How social media deepens the divide between public safety agencies

When we publicly share our distrust of the people we respond to emergencies with, we can expect the public to be disgusted and disappointed in all of us


Tweets, photos, and Facebook posts can make anyone a news cycle sensation.

A Philadelphia Fire Department paramedic is the latest EMS provider to embroil himself in a media firestorm and spark discussion about social media do's and don’ts.

The disturbing picture of two black men pointing guns at the head of a white police officer has been widely circulated after appearing on the Instagram feed of Marcell Salters. Was the post a racist and detestable provocation of police officers? Or was it a courageous act of free speech about social injustice? We will never fully know what motivated Salters to post the photo.

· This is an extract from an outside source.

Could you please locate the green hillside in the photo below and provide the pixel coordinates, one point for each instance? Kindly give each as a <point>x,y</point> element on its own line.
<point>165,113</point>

What we do know is that division and distrust between fire and EMS, or EMS and police, or fire and police has existed long before this photo was shared. Social media reduces the friction to exploiting or worsening those divisions. And when we publicly share our distrust, dislike, or even hatred with the people we respond to emergencies with, we can expect the public to be disgusted and disappointed in all of us.

Salter's distrust of the police, an opinion that is not likely unique to him and exhibited in the photos and posts, isn't solved with a longer, more in-depth social media policy.

Should Salter be disciplined? Probably. Will suspension or retaliation do anything to improve the divisions in public safety? Not likely.

Public safety leaders, make sure you are asking the right question in regard to this and other social media incidents. Instead of asking, "What will I do if this happens here?" you should be asking, "What will I do to make sure division and distrust in our ranks doesn't happen here?"